Sunday 11 March 2012

On Eggs and Baskets


Reading the papers the last couple of weeks, the reported rise of investments in both the chemical and the oil & gas industry caught my attention. The top 20 European chemical companies had doubled their investments from 1.5% of total revenue in 2008 to more than 3.1% in 2011, which is about €5 billon. The oil & gas industry also displays an increase of investments driven by the race for new production wells. Petrobras is investing a stunning $225 billion in exploration of new oil fields over the period 2011-2015, making it one of the world’s biggest corporate investment programmes. Not only Petrobras, other major oil companies report a significant rise in investments as well. Royal Dutch Shell for example reported a€12 billion investment to explore the Prelude-gas field in Australia. Chemical and oil & gas companies have to make numerous investment decisions, each of them concerning large initial investments and uncertain returns. Business executives in both industries therefore require rigor in decision making when deciding on their capital investments. One lesson they all know too well is to make sure that they diversify their investments and not place all of their eggs in one basket.  But how do they decide which baskets to invest in and how many eggs to put in each of them?

Diversification of investments is not an idea that came out of the modern portfolio theory as Harry Markowitz developed it. The knowledge was already available 3000 year ago as the book of Ecclesiastes (about 935 B.C) advices you to "divide your investments among many places, for you do not know what risks might lie ahead". It’s even part of classical English literature. Antonio in Shakespeare’s Merchant of Venice tells Salarino that his ventures are not in one bottom trusted, nor to one place. The work of Harry Markowitz however gave us a formal method for deciding on the best possible portfolio of investments, minimizing risk given a required return. He was rewarded the Nobel Prize for Economics in 1990 for this work.  Key in the work of Markowitz work is the concept of diversification which reduces the risk of an investment portfolio, but can appear counterintuitive.

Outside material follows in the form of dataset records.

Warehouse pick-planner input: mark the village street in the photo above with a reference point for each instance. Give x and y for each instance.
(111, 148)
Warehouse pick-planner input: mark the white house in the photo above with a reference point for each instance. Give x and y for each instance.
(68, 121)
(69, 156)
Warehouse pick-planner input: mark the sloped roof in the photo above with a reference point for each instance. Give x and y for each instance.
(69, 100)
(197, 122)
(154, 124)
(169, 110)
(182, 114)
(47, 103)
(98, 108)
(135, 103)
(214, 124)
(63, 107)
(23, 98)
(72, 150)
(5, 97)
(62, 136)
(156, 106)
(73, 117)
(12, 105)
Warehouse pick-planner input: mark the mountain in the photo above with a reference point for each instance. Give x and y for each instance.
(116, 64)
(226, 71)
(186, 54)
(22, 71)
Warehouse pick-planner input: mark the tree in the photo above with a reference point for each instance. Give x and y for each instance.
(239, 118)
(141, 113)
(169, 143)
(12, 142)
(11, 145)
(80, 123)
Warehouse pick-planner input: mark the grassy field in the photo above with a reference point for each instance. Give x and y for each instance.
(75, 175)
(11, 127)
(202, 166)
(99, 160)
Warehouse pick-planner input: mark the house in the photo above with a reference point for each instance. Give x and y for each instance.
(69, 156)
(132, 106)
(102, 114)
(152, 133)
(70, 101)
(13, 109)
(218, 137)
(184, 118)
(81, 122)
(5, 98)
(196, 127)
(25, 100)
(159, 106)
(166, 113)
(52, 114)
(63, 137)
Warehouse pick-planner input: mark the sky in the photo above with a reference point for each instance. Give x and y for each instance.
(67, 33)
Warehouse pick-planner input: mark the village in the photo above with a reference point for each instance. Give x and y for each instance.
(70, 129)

To illustrate imagine two projects, a safe and a risky one, with independent probabilities of success. Each project requires an initial investment of €10 million. The table above summarizes the probabilities and pay offs for each of the projects. Note that the expected pay off for each of the projects is €30 million. Investing in the higher risk project will not increase the expected return, so the safe project is the obvious better choice.  Now suppose that it would be possible to split the €10 million investment in two and invest €5 million in the safe project and €5 million in the risky project. Would that be a better choice? Intuitively it would seem like a bad idea to take money invested in the save project and invest in the risky project and I expect that many business executives also follow that instinct. However, diversification of the investment, spreading the eggs over the two baskets, will reduce overall risk. Let me show you how. Instead of just two outcomes, we now have 4 possible outcomes as summarized in the table below. The expected value of the 50/50 split remains €30 million but compared to investing solely in the safe project the probability of losing €10 million is reduced from 33% to 22%, a significant reduction of risk. Although moving money from a safe investment to a more risky one seems counterintuitive, doing so will reduce risk showing the effect of diversification.


Note that when the projects would have been positively correlated (for example when drilling for oil in the same area) this risk reduction would have been less significant. If the safe project fails, because of the positive correlation, the risky project has a greater probability of failure resulting in a higher than 22% probability of losing €10 million. On the other hand if they would have been negatively correlated the risk reduction would have been even more significant. In deciding on which projects to invest in, the executives in the chemical and oil & gas industry therefore need to spread their investments seeking the negatively correlated projects, and avoiding the positively correlated ones. A challenge that can be solved well with the optimisation techniques of Operations Research.